Remember that some of the settings are server options while others are client options, read their
descriptions carefully to ensure that you understand which settings apply to servers.

Managing Active Sessions

To view and manage active sessions open Terminal Services Manager. Right-click on the
Terminal Services Manager node in the navigation tree to add more servers to the management
list and to organize them into custom groups. Select a server in the navigation tree to view the
active sessions. There are three tabs in the details pane, make sure the Users tab is selected. You
can right-click on a session to disconnect it, take remote control, reset it, send the user a pop-up
message, and force the user to log off.
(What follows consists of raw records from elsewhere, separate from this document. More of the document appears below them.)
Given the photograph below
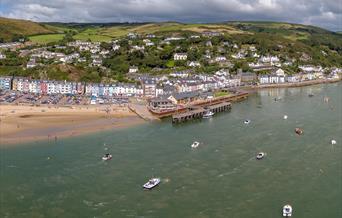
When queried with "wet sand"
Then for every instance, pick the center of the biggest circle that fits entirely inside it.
(19, 124)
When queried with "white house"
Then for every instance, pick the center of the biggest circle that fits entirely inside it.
(2, 56)
(180, 56)
(133, 69)
(220, 58)
(264, 79)
(194, 64)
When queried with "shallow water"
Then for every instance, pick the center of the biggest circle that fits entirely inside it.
(221, 178)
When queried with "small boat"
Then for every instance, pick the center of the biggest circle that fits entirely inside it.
(287, 210)
(107, 157)
(298, 131)
(247, 121)
(260, 155)
(195, 144)
(153, 182)
(208, 114)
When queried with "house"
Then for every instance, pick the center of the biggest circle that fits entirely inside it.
(220, 59)
(2, 56)
(97, 62)
(264, 79)
(115, 47)
(247, 77)
(194, 64)
(180, 56)
(31, 63)
(184, 97)
(43, 87)
(149, 88)
(5, 83)
(293, 78)
(133, 69)
(159, 91)
(182, 74)
(161, 104)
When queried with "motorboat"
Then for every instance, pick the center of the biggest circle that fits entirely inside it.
(247, 121)
(298, 131)
(208, 114)
(287, 210)
(153, 182)
(260, 155)
(107, 157)
(195, 144)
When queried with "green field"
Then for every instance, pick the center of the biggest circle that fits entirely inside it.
(92, 34)
(47, 38)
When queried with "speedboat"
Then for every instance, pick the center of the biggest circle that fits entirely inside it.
(208, 114)
(247, 121)
(153, 182)
(107, 157)
(195, 144)
(287, 210)
(298, 131)
(260, 155)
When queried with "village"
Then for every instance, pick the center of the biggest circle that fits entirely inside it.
(186, 81)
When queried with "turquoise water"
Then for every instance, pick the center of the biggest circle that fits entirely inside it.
(221, 178)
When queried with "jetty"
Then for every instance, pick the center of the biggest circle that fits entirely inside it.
(197, 112)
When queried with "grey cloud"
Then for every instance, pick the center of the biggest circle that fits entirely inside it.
(325, 13)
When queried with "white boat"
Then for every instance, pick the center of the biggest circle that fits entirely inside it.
(195, 144)
(208, 114)
(287, 210)
(260, 156)
(247, 121)
(107, 157)
(153, 182)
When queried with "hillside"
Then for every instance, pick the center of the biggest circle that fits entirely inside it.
(12, 29)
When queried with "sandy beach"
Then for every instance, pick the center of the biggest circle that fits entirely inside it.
(23, 123)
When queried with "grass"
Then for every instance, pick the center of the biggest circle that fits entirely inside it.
(92, 34)
(47, 38)
(12, 27)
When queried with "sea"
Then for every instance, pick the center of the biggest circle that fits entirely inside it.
(220, 178)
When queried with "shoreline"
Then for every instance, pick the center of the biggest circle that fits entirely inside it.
(28, 123)
(291, 85)
(23, 123)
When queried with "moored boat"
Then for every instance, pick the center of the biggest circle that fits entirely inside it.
(107, 157)
(260, 155)
(195, 144)
(208, 114)
(299, 131)
(287, 210)
(247, 121)
(153, 182)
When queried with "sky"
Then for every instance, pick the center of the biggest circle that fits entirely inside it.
(323, 13)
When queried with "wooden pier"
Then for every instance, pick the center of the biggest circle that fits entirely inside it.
(198, 112)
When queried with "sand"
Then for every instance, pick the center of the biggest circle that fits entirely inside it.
(23, 123)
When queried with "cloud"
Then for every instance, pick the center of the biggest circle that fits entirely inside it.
(325, 13)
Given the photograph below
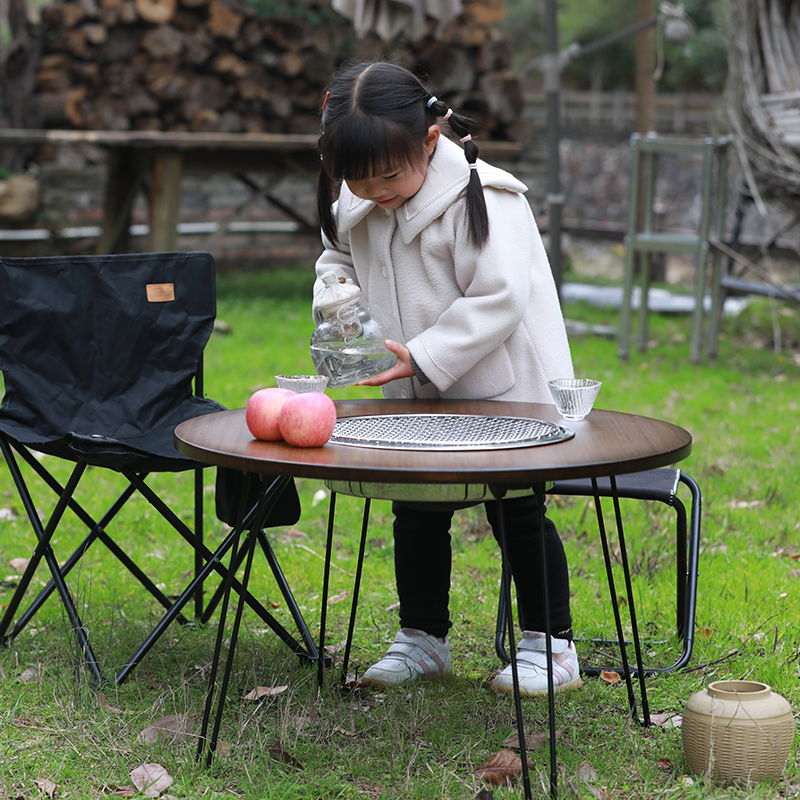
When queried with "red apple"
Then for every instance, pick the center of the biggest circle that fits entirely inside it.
(307, 419)
(263, 412)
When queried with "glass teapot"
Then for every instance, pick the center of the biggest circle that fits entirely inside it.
(347, 345)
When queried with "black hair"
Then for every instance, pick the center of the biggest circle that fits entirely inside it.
(375, 117)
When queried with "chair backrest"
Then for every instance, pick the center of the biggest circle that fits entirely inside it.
(102, 346)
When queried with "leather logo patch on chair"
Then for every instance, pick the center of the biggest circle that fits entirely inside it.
(160, 292)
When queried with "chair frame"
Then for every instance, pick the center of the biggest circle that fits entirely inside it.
(205, 561)
(687, 541)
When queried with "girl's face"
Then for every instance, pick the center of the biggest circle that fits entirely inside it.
(392, 188)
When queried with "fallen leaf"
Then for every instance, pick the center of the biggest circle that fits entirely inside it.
(745, 503)
(278, 753)
(532, 740)
(151, 779)
(47, 786)
(666, 719)
(319, 497)
(119, 791)
(265, 691)
(501, 768)
(175, 729)
(30, 674)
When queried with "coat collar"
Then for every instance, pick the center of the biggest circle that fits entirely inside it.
(446, 178)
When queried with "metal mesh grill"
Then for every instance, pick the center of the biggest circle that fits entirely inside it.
(446, 432)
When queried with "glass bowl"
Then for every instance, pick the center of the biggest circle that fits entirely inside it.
(574, 397)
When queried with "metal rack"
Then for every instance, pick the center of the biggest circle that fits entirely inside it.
(643, 239)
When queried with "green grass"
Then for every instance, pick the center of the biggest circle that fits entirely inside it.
(424, 741)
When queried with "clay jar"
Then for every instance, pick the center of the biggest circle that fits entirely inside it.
(737, 730)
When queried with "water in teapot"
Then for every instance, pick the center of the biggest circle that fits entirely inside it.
(347, 345)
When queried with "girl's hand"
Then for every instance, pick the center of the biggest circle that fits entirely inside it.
(402, 369)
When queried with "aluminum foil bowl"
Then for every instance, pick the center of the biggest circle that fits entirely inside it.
(302, 383)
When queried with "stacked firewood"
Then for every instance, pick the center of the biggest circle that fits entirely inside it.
(221, 66)
(763, 94)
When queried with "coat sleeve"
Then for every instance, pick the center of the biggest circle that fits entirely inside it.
(495, 283)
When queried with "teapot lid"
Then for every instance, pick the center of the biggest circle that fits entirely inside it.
(335, 292)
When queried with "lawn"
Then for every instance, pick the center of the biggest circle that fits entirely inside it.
(59, 737)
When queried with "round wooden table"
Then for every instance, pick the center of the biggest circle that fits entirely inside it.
(605, 443)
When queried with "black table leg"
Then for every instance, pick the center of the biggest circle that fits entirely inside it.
(356, 590)
(626, 671)
(499, 493)
(266, 503)
(323, 619)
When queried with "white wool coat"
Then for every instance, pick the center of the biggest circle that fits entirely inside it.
(480, 323)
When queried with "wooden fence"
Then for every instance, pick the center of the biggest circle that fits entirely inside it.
(615, 112)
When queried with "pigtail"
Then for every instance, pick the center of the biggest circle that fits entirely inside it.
(325, 207)
(477, 215)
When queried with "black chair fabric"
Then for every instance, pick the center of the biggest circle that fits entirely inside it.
(94, 367)
(99, 356)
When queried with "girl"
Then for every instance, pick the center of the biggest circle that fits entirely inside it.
(447, 243)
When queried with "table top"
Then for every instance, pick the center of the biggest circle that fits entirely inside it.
(200, 140)
(605, 443)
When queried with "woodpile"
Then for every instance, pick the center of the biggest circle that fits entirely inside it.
(220, 66)
(764, 95)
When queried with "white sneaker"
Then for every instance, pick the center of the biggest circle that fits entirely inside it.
(532, 666)
(413, 654)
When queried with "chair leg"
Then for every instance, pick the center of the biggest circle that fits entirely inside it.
(44, 550)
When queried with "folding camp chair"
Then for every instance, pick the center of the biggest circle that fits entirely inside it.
(658, 485)
(99, 354)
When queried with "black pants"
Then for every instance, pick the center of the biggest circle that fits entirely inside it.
(423, 558)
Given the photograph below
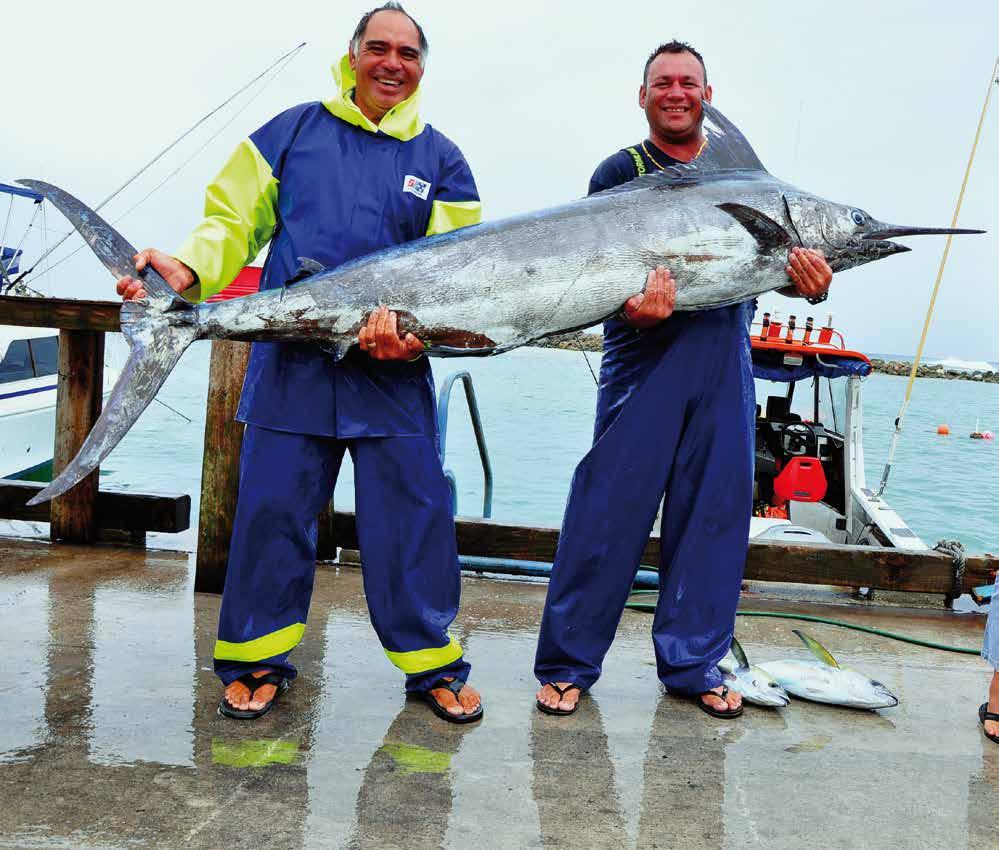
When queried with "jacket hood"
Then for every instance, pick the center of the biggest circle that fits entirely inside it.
(402, 121)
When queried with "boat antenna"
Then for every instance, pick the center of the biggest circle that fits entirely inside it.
(993, 80)
(286, 57)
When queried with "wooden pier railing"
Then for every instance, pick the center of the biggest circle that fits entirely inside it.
(82, 512)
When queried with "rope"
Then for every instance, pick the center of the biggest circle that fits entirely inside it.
(993, 80)
(10, 209)
(955, 549)
(165, 151)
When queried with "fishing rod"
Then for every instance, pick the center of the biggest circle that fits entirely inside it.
(286, 57)
(993, 80)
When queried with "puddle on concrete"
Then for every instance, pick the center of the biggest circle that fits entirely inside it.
(109, 735)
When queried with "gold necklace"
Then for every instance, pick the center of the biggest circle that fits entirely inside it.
(655, 162)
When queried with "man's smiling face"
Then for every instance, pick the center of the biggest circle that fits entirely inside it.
(672, 95)
(386, 63)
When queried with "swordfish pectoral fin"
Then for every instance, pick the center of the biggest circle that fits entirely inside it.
(816, 648)
(148, 366)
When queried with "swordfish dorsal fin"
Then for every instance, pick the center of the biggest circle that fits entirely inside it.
(726, 150)
(817, 649)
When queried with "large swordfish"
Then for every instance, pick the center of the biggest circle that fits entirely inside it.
(722, 225)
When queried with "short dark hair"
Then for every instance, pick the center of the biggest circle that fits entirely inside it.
(362, 25)
(673, 47)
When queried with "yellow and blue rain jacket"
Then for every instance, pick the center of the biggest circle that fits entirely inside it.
(322, 181)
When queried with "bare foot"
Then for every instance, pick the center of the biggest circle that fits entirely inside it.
(466, 702)
(714, 699)
(239, 696)
(550, 697)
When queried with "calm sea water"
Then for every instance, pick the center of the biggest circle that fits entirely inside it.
(537, 411)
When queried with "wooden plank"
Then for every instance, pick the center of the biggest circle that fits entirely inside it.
(767, 560)
(220, 468)
(121, 511)
(73, 517)
(66, 313)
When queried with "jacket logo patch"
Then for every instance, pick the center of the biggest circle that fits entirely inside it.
(416, 186)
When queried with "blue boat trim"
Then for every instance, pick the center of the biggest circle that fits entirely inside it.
(26, 392)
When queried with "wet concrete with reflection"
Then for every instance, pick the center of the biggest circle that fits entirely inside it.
(109, 736)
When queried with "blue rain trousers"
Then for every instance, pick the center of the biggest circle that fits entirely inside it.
(990, 646)
(674, 416)
(406, 534)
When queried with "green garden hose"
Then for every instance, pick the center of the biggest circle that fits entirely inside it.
(645, 606)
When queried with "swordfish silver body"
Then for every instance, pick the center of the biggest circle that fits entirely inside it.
(500, 285)
(722, 225)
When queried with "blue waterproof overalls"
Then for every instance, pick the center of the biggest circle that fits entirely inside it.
(675, 417)
(323, 182)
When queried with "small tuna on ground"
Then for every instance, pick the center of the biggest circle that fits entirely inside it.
(755, 684)
(824, 680)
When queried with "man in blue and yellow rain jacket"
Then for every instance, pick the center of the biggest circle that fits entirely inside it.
(333, 181)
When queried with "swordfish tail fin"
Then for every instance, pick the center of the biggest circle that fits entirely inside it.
(157, 344)
(159, 329)
(113, 249)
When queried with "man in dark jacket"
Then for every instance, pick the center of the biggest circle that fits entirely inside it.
(674, 416)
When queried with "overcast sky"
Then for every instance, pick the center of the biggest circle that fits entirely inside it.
(872, 108)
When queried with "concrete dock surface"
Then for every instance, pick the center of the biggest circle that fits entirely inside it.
(109, 736)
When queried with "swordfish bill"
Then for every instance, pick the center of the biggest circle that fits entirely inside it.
(721, 224)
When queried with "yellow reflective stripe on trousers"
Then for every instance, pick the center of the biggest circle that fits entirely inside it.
(422, 660)
(446, 216)
(265, 646)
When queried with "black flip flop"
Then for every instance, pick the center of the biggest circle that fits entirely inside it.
(983, 715)
(727, 714)
(455, 686)
(560, 712)
(227, 709)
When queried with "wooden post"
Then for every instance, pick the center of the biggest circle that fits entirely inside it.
(220, 468)
(326, 543)
(78, 404)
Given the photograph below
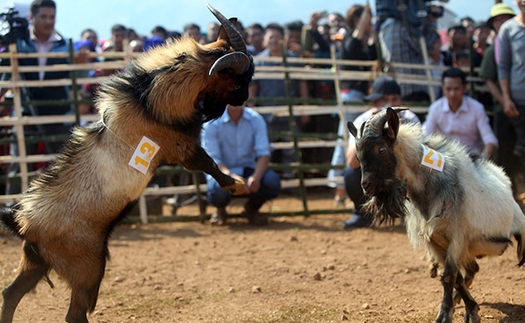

Click the Sessions tab to see the list of sessions and their
current status, right-click on any to perform the same tasks noted for users. The Processes tab
displays all of the running processes on the TS server including which account was used to
execute it. It is similar to Task Manager, but you can also view processes on remote terminal
servers. Right-click on a process and select End Process to forcibly terminate it.

Summary
In my opinion, Terminal Services is one of the best features in Windows Server 2008. It is
awesome for managing remote servers, especially for systems administrators who are not
comfortable using the command prompt and writing scripts. Its also a great way to centralize
management of end user applications. Regarding exam preparation, this technology makes up a
considerable proportion of the content and its important that you have a solid understanding of
how to implement, manage, and troubleshoot it.